Photo: Daniel Andrés Díaz-Pachón |
Photo: JumpStory |
Photo: David Hilbert |
It was August 1900 in Paris. David Hilbert (1862–1943), one of the best-known mathematicians of his time (right), posed a list of twenty-three open problems.
The impact was huge; much of the mathematical research of the dawning century was consumed by Hilbert’s problems. Nobel Prize winners, Fields medalists, and winners of other prestigious awards were among those who worked to solve them. Some of them (the Riemann hypothesis, for instance) remain unsolved. Large sums of money are offered for a successful solution.

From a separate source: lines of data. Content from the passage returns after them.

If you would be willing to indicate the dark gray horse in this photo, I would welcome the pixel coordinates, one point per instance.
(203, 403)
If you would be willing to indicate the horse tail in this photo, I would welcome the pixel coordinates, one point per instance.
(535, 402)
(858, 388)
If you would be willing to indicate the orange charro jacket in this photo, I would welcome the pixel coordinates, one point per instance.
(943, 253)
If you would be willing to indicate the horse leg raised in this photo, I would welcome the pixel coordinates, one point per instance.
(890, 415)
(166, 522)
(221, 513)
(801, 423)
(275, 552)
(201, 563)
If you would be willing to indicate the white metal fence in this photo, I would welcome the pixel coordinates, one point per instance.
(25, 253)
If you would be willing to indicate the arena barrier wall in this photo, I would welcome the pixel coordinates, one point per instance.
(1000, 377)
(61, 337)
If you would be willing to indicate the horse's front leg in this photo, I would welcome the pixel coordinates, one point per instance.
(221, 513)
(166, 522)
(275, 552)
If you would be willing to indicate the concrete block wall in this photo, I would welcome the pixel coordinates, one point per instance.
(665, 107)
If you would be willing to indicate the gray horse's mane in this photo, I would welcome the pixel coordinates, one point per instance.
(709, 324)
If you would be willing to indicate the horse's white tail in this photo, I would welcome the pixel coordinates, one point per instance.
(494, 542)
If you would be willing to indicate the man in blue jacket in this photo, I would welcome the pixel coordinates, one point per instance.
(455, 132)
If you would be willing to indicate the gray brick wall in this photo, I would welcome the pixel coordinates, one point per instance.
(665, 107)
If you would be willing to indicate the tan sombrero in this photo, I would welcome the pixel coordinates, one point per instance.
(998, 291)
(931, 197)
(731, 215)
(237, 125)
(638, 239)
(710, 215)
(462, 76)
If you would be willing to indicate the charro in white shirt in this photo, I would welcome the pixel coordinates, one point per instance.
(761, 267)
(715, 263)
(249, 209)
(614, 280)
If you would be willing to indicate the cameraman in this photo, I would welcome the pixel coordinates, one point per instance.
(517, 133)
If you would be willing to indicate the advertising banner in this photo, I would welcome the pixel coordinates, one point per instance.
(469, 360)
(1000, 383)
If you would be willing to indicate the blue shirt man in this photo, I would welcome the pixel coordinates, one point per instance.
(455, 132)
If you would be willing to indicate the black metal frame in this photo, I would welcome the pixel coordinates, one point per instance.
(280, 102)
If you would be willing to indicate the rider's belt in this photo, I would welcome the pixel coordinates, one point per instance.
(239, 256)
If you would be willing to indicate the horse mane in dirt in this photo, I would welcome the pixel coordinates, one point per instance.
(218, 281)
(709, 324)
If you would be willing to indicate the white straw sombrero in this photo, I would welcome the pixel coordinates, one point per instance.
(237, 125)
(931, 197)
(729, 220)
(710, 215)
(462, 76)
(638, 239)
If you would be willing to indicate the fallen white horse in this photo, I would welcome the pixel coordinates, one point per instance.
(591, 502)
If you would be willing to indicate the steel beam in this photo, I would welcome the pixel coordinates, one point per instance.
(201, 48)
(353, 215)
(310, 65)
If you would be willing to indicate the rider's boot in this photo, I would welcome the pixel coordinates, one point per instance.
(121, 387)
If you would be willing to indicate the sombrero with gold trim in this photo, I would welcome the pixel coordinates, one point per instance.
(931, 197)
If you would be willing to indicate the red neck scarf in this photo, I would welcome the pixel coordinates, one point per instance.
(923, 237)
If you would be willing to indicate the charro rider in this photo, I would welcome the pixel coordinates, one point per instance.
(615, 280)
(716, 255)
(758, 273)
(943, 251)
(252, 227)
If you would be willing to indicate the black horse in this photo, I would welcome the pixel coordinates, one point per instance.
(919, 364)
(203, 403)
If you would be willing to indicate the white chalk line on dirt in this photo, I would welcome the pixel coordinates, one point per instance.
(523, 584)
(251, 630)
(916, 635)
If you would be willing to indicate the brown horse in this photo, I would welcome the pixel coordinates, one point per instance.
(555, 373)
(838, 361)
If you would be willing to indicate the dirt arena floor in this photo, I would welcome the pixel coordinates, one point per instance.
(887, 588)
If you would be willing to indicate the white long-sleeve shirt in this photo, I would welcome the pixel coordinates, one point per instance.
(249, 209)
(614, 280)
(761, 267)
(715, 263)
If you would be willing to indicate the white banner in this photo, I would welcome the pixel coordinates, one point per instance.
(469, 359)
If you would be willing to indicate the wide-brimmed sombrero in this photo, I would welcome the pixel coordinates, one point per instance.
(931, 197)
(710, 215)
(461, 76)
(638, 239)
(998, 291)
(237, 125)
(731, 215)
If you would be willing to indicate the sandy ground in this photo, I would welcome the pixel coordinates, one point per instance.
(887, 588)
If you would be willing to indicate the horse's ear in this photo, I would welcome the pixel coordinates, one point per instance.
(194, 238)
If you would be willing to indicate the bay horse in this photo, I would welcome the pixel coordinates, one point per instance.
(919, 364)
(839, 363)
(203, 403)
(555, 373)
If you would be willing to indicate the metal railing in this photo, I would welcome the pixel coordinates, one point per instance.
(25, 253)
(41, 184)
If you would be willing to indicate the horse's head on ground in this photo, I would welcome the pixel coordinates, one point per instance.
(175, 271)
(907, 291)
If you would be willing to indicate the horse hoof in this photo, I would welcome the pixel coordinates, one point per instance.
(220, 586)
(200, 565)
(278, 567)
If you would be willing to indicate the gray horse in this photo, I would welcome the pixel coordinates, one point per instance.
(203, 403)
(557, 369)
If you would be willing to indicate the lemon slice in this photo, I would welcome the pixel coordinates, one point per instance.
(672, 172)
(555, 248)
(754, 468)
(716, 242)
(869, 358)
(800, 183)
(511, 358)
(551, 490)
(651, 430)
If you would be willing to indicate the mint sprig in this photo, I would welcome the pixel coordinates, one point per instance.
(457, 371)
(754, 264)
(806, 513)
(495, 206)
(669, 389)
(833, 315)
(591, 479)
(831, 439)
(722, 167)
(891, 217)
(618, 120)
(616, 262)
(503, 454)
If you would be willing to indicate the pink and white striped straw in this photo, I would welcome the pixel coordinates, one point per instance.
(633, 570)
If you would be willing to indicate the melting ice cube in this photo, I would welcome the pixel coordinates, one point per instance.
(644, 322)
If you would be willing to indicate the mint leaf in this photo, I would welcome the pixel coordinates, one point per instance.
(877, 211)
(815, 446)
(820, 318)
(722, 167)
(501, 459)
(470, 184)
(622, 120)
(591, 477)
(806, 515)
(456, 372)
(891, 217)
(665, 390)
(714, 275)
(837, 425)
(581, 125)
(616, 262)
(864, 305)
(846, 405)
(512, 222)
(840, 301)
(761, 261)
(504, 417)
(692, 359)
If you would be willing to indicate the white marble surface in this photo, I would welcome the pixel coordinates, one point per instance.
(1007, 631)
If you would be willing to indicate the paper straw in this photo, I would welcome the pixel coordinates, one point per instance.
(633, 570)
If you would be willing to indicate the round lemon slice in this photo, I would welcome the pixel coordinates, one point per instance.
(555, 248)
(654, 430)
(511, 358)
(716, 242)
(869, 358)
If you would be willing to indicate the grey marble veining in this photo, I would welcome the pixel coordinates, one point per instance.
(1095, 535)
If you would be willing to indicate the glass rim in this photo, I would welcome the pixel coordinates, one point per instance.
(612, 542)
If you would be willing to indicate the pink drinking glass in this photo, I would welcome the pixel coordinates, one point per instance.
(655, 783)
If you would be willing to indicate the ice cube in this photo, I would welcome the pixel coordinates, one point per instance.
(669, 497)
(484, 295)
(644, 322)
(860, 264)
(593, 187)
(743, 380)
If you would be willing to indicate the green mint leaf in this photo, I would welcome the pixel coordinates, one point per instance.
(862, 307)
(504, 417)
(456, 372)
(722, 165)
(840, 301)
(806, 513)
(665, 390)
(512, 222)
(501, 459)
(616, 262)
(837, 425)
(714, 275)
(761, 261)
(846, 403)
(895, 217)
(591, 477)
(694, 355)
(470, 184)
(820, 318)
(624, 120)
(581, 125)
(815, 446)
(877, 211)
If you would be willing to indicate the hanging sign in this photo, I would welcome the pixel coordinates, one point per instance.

Nineteen hundred was felt to be a significant year. The Dark Ages were past; the Enlightenment had come. The Scientific Revolution had brought progress. God was dead, now the Superman (Friedrich Nietzsche’s Übermensch) lived. The universe, with its infinite history, did not require a God. Darwin had proposed a mechanism through which all biological species have merely emerged...
In the end, we do not know whether the edifice we are building will be consistent; we do not have the least idea. We just hope it will be, and we must believe it will be in order to continue doing mathematics. Faith is the most fundamental of the mathematical tools...
It is sad to see that many a Christian apologist has placed his faith in logic, not in the Logos. At the end of the day, logic does not prove anything because it is grounded in unprovable propositions. It is impossible to use Aristotelian logic to prove Aristotelian logic. It begs the question; to accept it requires faith. Axioms are undemonstrable by definition and, as theory develops, they become less and less intuitive. To accept them requires faith. Similarly, the consistency of any formal axiomatic system cannot be proven, to accept it requires faith. All of our knowledge is sustained by faith. All of it.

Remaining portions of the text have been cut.